Mas, agora, o TC vem afirmar que isso viola a autonomia do poder local, cabendo por isso apenas às câmaras decidir livremente sobre a redução do horário de trabalho, em função dos acordos coletivos de trabalho que estabeleçam com os sindicatos – sem que o Ministério das Finanças tenha qualquer palavra a dizer.

Resta saber o que vai acontecer aos acordos coletivos que já foram negociados entre os organismos autárquicos e os sindicados da CGTP e da UGT, mas que o Ministério das Finanças se tem recusado a publicar em Diário da República alegando que lei obrigava à sua participação nas negociações.

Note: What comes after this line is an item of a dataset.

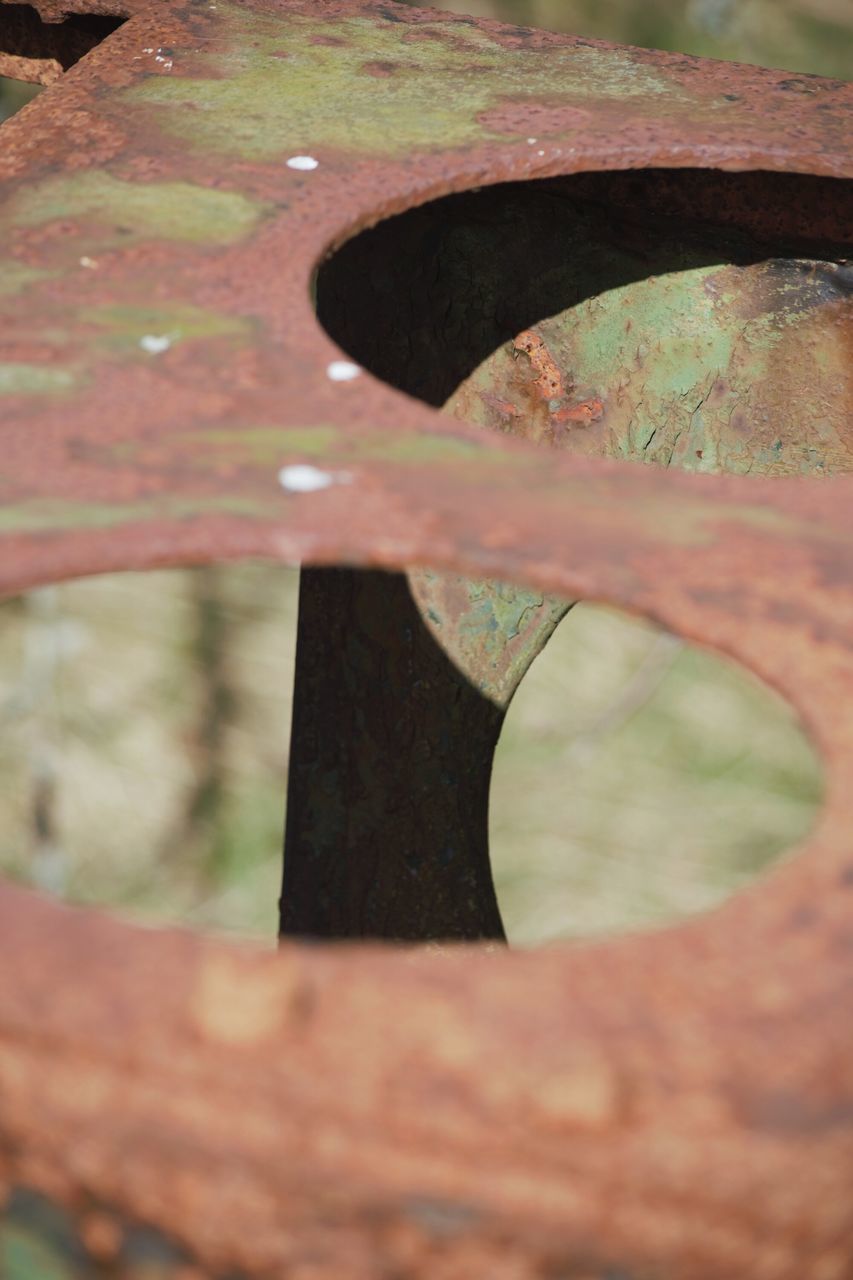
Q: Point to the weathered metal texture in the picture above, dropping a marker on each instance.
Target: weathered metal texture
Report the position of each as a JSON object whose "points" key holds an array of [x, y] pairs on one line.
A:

O Provedor de Justiça emitiu já um comunicado à imprensa a reagir à decisão do TC, reforçando que “a falta de concordância dos membros do Governo resultaria na impossibilidade de as autarquias locais e de os seus trabalhadores lograrem autonomamente acomodar o respetivo regime laboral, dentro da margem legalmente permitida, afetando aquele que é o “espaço incomprimível e essencial” da existência do princípio da autonomia local”. Foi o Provedor de Justiça que, a 12 de dezembro de 2014, fez o pedido de fiscalização sucessiva ao Tribunal Constitucional alegando violação da autonomia do poder local.

Sindicato considera que Constitucional abriu portas a regresso das 35 horas 

O Sindicato dos Trabalhadores da Administração Pública considerou que a inconstitucionalidade da participação do Governo nos acordos coletivos nas autarquias abre caminho ao regresso às 35 horas de trabalho noutros setores públicos, logo que a contratação coletiva seja descongelada.

“Uma decisão importantíssima. Quando temos razão, nem que seja tarde. Fez-se justiça aos trabalhadores da administração pública e, neste caso, das autarquias”, disse à agência Lusa José Abraão, do Sindicato dos Trabalhadores da Administração Pública (SINTAP).

De acordo com o sindicalista, esta decisão abre a porta a que se possa voltar às 35 horas de trabalho semanais, através da negociação entre sindicatos e organismos com autonomia da administração central, como escolas, ou nos setores da saúde e da segurança social e todos os institutos onde haja negociação coletiva.

Os trabalhadores destes serviços, “desde que o Governo abra as portas para a negociação coletiva, que até agora tem estado congelada (…), poderão voltar às 35 horas, porque vamos enviar propostas a todos os empregadores públicos, sejam da administração local, sejam, nalguns casos, da administração autónoma”, declarou.

José Abraão afirmou estar convencido que o próprio Governo não quererá “ter dois pesos e duas medidas” para os funcionários públicos e que, por outro lado, a Assembleia da República “aprovaria uma lei que entrasse” para o regresso do horário de trabalho às 35 horas.

O SINTAP foi um dos sindicatos que pediram ao Provedor de Justiça que requeresse a verificação da Constitucionalidade da decisão do Governo de assinar todos os acordos ACCEEP, antes da sua publicação.

“E, portanto, esta decisão do tribunal, com força geral e obrigatória, diz-nos que o Governo terá de publicar todos os ACEEP que, até agora, recusou, porque não faz sentido nenhum que tenha colocado como exigência a necessidade da sua assinatura”, defendeu o sindicalista.

Segundo José Abraão, neste momento “não chegará a uma mão cheia” o número de câmaras municipais que não assinaram um acordo destes, além das centenas de freguesias que também assinaram acordos, “que estão na gaveta do Governo”, representando um conjunto de cerca de 120 mil trabalhadores.

O SINTAP e a Associação Nacional de Freguesias (Anafre) pediram ao provedor de Justiça para solicitar ao TC para fiscalizar as normas legislativas que levaram o conselho consultivo da Procuradoria-Geral da República a defender que o Governo deve participar nas negociações dos ACEEP com os 308 municípios do país.

O Sindicato Nacional dos Trabalhadores da Administração Local (STAL), afeto à CGTP, tem exigido ao Governo a publicação imediata dos ACEEP que assinou com centenas de autarquias, com 35 horas semanais, mas sem inclusão de banco de horas e adaptabilidade, como impõe o Governo.